Depuis cela nous fûmes toujours mieux logés, demeurant avec lui proche de la cour, en un lieu où personne ne logeait que nous. Les devins avaient leurs logements plus près, devant le palais de la plus grande dame et nous à côté vers l’occident, vis-à-vis du palais de la dernière femme. Vint le jour de devant l’octave de l’Épiphanie. Sur le matin, le jour même de l’octave, tous les prêtres nestoriens s’assemblèrent en leur chapelle, où ils chantèrent solennellement matines, puis se revêtirent de leurs ornements et préparèrent l’encensoir avec l’encens. Comme ils attendaient ainsi sur le matin, la principale femme de Mangu, nommée Cotota Caten (Cotota était son nom propre, et Caten c’est à dire dame), vint en la chapelle avec plusieurs autres dames, son fils aîné, nommé Baltou, et plusieurs autres petits enfants nés d’elle.

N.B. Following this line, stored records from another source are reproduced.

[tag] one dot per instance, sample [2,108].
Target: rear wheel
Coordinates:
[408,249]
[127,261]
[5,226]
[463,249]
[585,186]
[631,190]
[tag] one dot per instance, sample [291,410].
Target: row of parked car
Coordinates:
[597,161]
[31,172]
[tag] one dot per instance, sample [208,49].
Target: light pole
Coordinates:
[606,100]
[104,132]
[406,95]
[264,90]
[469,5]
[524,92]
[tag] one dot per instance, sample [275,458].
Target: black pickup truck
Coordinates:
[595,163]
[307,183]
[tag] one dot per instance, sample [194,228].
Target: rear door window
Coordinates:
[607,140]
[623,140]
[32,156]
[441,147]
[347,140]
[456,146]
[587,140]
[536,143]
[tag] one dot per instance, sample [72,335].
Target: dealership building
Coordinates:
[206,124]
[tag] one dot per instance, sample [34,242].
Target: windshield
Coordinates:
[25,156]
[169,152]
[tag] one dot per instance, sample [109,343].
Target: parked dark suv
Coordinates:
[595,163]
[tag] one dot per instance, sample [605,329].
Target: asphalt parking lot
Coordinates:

Ils se couchèrent tous touchant du front la terre, à la mode des nestoriens ; ils touchaient les images avec la main droite qu’ils baisaient après ; ils touchèrent aussi les mains de tous ceux qui étaient présents, ainsi que font les nestoriens quand ils entrent en l’église.

Pendant que nous nous en allions à notre logis, Mangu-Khan vint lui-même à cette église, où on lui apporta un lit doré, sur lequel il s’assit avec la reine sa femme vis-à-vis de l’autel ; alors on nous envoya quérir, ne sachant pas que le Khan y fût allé. À l’entrée l’huissier nous fouilla partout de peur que nous n’eussions quelque couteau caché ; mais je ne portais en mon sein que mon bréviaire avec une Bible ; étant entré dans l’église, je fis premièrement la révérence devant l’autel, puis à Mangu-Khan. Ainsi passant auprès de lui, nous demeurâmes entre le moine et l’autel. Alors il nous fit chanter à notre mode, et entonnâmes cette prose : Veni, sancte Spiritus. Puis Mangu se fit apporter nos livres, à savoir la Bible et le bréviaire, et demandant ce que signifiaient les images qui y étaient, les nestoriens répondirent ce que bon leur sembla et que nous n’entendîmes pas, car notre interprète n’était pas entré avec nous. Quand je me trouvai la première fois en sa présence, j’avais aussi ma Bible, qu’il voulut voir et considéra fort. Mangu s’en étant allé de là, la dame y demeura, faisant plusieurs dons à tous les chrétiens ; elle ne donna au moine qu’un jascot, et à l’archidiacre nestorien autant. Elle fit étendre devant nous un nassic, qui est une pièce de drap de soie, large comme une couverture, avec un bougran ; sur notre refus, elle l’envoya à notre interprète, qui garda tout pour lui et apporta ce nassic en Chypre, où il le vendit quatre-vingts besans ou sultanins de Chypre ; mais par le chemin il s’était fort gâté. Après on nous apporta à boire de la cervoise faite de riz, et du vin clairet semblable à du vin de la Rochelle, avec du koumis. La dame, prenant la coupe toute pleine en la main, se mit à genoux en demandant la bénédiction ; pendant que les prêtres chantaient, elle la but, et d’autant que mon compagnon et moi ne voulûmes point boire, on nous fit chanter à haute voix lorsque tous les autres étaient à demi ivres. On nous apporta à manger quelques pièces de mouton, qu’ils dévorèrent aussitôt avec de grandes carpes, mais tout cela sans pain et sans sel ; moi je mangeai bien peu. Cette journée, jusqu’au soir, se passa ainsi. Enfin la dame, étant ivre comme les autres, s’en retourna dans son chariot chez elle, les prêtres ne cessant toujours de chanter, ou plutôt de hurler en l’accompagnant.